March 14: “With the World, or Bound to Face the Sky”

Normally when some animal is raised in captivity, it wouldn’t be able to survive out in the wild, if it were to be released. For example, most animals in zoos cannot be released into the wild if they were raised in captivity their entire lives. However, in this story, the roles are switched. Could this concept hold true for the Hesse child being “domesticated” by the wolves unable to join human society?

5 thoughts on “March 14: “With the World, or Bound to Face the Sky”

  1. A human that lived as an animal and was introduced into human society later in life would not fully or never integrate into human society. The human is accustomed with a way of living, which is an animalistic lifestyle. The human would unable to communicate its discomforts because it wouldn’t be able to speak a human language. There are examples in the text of humans being introduced into human society and dying soon after. Introducing a human from a life as an animal into the complex structure of human society would be similar to introducing an animal that was born in a zoo into the wilderness. Even if this human was gradually introduced into human society it would most likely never become fully integrated.

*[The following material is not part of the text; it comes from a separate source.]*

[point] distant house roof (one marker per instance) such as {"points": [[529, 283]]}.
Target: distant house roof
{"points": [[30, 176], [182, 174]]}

  2. The Hesse child brings forth the interesting question of not only how a person could react when being removed from society, but also the question of whether or not they would be able to return to the society we view as civilized and “human”. Evidence from the story of the Hesse child alone suggests he may not have been able to do so, as he explicitly states he favored living with the wolves over people. Additionally, the boy was presented “for a spectacle” in court, denoting the way he was separate from the human society he was brought into. While he may have physically been brought back to human society, it appears the Hesse boy was never able to fully rejoin it, and this would always suffer as an outsider; he was in human society, but not a functioning, contributing member of it.

  3. It isn’t that the child is unable to join society, it is that he/she prefers to live as a wolf. The text is clear in saying that the child is still able to talk, walk upright, etc. However, the child “prefers” to live as before. In one account, the child couldn’t eat human food, but he would be able to find his own food, unlike an animal raised in captivity. It seems to me that the child could assimilate, provided he desired it, but there is something about the feral life that is closer to nature and therefore SEEMS more natural and preferable to the subjects of these stories.

  4. The story of the Hesse child is complex in that their is great emphasis on not the child’s actual dissimilarity to humans in civilization, but his desire not to be a part of it. From the beginning, the Hesse child is described as still able to talk, proving his physical capacity for being reintegrated into society, but his desire to remain wild is stronger. Unlike other stories wherein the human lacks an ability to be a part of society on a purely instinctual and primal level, the Hesse child’s struggle lies solely in his own desires. This complicates the notion that the child is not human, because his desire to remain with the wolves is obviously a decision outside of humanity, in that it is unlike the decisions of any human raised within a society, however his ability to choose is completely human. Animals act solely on instinct and capacity, but the Hesse child is acting due to his own agency, which is a characteristic that time and time again is used to show human’s difference and superiority to other animals.

  5. The difference between captivated animals set free and the humans raised in a wolf society is the human’s desire to live with the wolves again after they are brought back into human society. The story does not stress their ability to reintegrate into human society, rather it stresses their desire to return to the wolf societies considered home. The natural habitat of these humans seems to belong to the animal kingdom they were raised in. It draws on the concept of what is most familiar and loved by the individual. The lack of difficulty in the wolf-human’s reintroduction to human society places the rightness of action at the subject’s feet, and he yearns for the wolf society of his youth.